Artsy Vanguard 2026 artist Heidi Lau and Hong Kong–based painter Wong Ping have been named winners of the 2025 Sigg Prize. This is the first time that the award, run by the Hong Kong–based museum M+, has been won jointly.
“Heidi Lau and Wong Ping, in their own compelling ways, demonstrate bold possibilities for expression through their distinctive use of medium and mature artistic languages, offering profound insights into the complexities of our shared experience,” said Suhanya Raffel, director at M+, and chairperson of the Sigg Prize, in a press statement.
The Sigg Prize was established in 2018 to recognize contemporary artists from China and its diaspora. The 2025 edition carries a total prize fund of HK$1 million ($128,000). Each of the shortlisted artists receives HK$100,000 ($12,800), while Lau and Wong are awarded HK$300,000 ($38,500) each. Previous recipients include Samson Young in 2019 and Wang Tuo in 2023.
Lau, born in 1987 in Oakland and working between Macau and New York, is recognized for Pavilion Procession (2025). This installation comprises ceramic sculptures and a programmed kinetic spider assembled from ceramic and mechanical parts. Lau has been recognized for her unconventional approach to her medium. She has been featured in a major exhibition at The Metropolitan Museum of Art and will be part of a two-artist show at the Institute of Contemporary Art San Francisco in 2026.
“Receiving this recognition for a predominantly ceramic piece feels surreal, especially since the medium is often seen as secondary in contemporary art,” Lau said in a press statement. “This experience affirms my early conviction to devote my practice to this medium, which I believe has the power to create form and meaning out of the unknowable.”

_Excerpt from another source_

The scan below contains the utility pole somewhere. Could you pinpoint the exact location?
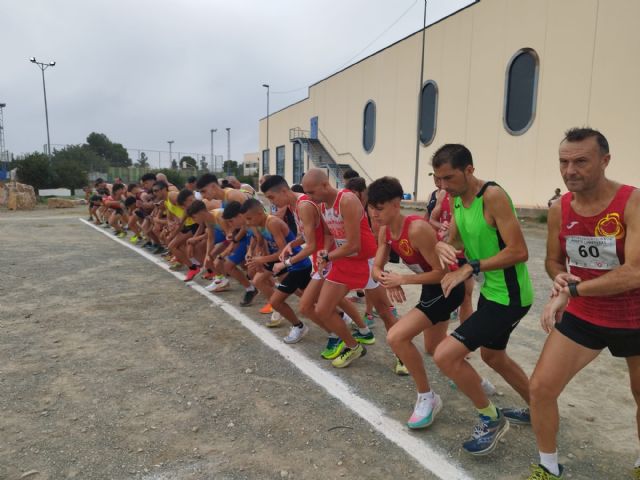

Ping, born in 1984 in Hong Kong, was honored for Debts in the Wind (2025), a video installation staged within a miniature environment. The installation uses animation and voiceover narration to tell loosely connected storylines set around a golf course. “Making art often means facing unease, uncertainty, and ambiguity,” he said in a press statement. “Winning the Sigg Prize feels like a soothing remedy. It calmed my mind just enough to let me step into the next unknown with boldness.”
The Sigg Prize exhibition—which is currently on view at M+ through January 4th, 2026—also features works by four other shortlisted artists: Shanghai-based artist Bi Rongrong, Singaporean artist Ho Rui An, Taiwanese artist Hsu Chia-Wei, and Berlin-based artist Pan Daijing.